Search This Blog

Tuesday, February 24, 2009

The end of newspapers?

As an avid reader of science fiction, I've often been exposed to futuristic stories where everyone gets news by cyberspace, or "interlink," or "the net," or some such electronic geegaw. Over the years, I've noticed it in fiction, but newspapers seem to have kept on coming. I frankly don't know how I'd handle my daily 30-minute elliptical run without a trusty USA Today to pass the time.

But lately, and I mean just in the last few weeks, I'm noticing what may be the death of newspapers.

--Here in Atlanta, the Journal-Constitution is exceedingly thin. Fry's ads that used to run every day on the back of the sports section are suddenly running only a couple of times a week. Just today the paper announced that the entire business section was being folded into their general news section in a few weeks. The entire daily paper is down to 40 pages or so.

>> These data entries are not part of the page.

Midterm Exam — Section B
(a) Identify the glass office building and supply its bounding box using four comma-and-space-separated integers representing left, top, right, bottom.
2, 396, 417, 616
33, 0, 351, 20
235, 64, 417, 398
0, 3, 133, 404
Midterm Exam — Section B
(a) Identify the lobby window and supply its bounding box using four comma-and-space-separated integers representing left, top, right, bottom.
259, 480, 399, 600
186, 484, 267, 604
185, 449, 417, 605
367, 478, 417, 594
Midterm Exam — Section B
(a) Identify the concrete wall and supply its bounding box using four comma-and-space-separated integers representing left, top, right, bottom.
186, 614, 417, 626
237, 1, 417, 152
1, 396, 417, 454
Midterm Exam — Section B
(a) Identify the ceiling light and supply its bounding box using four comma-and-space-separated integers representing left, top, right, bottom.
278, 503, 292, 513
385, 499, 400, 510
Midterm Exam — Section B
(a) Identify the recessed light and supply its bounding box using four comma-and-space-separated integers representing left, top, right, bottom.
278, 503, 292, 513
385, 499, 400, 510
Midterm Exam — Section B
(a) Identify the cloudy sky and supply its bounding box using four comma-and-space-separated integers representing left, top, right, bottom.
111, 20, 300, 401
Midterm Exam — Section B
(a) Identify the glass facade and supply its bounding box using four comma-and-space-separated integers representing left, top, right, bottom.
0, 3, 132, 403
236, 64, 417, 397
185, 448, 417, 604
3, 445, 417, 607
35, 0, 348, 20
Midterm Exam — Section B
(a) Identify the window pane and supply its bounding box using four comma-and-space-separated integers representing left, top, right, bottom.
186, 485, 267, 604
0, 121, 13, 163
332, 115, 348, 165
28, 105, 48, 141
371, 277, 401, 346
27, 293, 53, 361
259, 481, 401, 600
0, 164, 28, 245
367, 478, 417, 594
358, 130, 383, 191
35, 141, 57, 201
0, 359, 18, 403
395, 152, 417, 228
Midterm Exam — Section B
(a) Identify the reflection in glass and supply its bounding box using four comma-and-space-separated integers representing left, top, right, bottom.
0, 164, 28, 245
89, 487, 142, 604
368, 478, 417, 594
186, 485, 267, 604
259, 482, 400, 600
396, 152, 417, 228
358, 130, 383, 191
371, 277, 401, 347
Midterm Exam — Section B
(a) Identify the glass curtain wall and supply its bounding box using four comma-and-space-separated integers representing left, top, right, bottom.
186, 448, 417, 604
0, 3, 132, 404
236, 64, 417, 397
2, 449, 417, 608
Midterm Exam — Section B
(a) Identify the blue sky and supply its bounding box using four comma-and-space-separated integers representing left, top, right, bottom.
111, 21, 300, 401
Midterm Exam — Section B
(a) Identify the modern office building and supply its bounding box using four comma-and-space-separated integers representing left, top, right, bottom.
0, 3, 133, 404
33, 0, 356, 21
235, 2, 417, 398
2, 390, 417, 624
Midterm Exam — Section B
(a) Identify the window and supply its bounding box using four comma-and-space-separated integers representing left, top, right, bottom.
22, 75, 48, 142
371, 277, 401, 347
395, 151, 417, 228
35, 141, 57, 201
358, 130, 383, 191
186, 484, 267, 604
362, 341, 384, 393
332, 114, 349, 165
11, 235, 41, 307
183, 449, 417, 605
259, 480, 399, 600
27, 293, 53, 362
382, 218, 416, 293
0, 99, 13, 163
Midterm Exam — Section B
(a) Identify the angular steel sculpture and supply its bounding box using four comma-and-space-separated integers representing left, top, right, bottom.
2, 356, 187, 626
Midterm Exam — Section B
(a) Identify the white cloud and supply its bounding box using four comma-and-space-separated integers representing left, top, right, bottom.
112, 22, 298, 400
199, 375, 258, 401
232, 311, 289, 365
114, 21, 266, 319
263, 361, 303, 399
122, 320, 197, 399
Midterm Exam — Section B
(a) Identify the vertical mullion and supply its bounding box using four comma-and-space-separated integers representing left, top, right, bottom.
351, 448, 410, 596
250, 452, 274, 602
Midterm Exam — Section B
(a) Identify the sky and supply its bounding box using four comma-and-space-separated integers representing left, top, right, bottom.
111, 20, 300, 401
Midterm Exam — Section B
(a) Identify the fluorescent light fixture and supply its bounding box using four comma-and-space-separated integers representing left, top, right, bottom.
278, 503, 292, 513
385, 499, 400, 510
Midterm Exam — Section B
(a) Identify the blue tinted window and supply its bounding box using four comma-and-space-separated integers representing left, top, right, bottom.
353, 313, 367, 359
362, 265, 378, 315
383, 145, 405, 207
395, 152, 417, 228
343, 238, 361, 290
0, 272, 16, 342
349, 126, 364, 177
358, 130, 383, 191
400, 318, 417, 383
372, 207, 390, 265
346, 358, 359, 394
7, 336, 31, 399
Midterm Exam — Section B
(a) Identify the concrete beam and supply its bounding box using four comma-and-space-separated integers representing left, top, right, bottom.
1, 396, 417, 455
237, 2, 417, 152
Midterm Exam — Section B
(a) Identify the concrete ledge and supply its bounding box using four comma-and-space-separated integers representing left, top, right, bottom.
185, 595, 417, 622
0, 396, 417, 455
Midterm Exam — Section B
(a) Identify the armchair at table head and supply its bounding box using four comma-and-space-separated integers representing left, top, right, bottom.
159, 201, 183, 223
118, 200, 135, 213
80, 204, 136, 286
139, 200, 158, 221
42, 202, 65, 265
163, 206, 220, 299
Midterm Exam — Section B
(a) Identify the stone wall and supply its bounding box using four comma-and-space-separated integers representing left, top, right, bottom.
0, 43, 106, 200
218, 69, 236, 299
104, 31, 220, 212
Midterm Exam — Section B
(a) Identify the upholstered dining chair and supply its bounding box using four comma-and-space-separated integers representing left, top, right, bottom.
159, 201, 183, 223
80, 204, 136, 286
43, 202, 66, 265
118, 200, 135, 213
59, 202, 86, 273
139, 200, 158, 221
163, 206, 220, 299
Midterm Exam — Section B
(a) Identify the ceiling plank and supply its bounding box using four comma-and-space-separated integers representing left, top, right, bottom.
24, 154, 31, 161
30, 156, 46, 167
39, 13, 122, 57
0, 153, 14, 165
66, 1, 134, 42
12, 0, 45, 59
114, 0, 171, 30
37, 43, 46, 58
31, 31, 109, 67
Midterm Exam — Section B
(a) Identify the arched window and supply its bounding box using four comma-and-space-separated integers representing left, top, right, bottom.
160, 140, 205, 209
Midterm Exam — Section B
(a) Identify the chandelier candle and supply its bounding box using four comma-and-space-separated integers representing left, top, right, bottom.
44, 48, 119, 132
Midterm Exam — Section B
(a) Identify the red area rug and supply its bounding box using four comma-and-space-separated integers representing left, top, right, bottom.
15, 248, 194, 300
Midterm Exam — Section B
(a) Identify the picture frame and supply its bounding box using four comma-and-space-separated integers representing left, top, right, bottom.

--Of course back home in Denver, the Rocky Mountain News is in danger of imploding and going dark.

--I've seen other stories about some papers (Detroit) stopping home delivery and going to a M-W-F scheme.

--And no matter what paper I see, I'm noticing far more Associated Press stories and far fewer local-author stories.

I fear that this recession is finally doing what years of sci-fi has predicted, for different reasons: The true death of the major daily local newspaper.

Yes, you can get all the news you want on the web.

No, it's in no way the same experience.

1 comment:

  1. Yes, because there are two places that net/news is not useful: on the throne and in a waiting room; definitely do not want to be taking your laptop into a stall of an airport bathroom.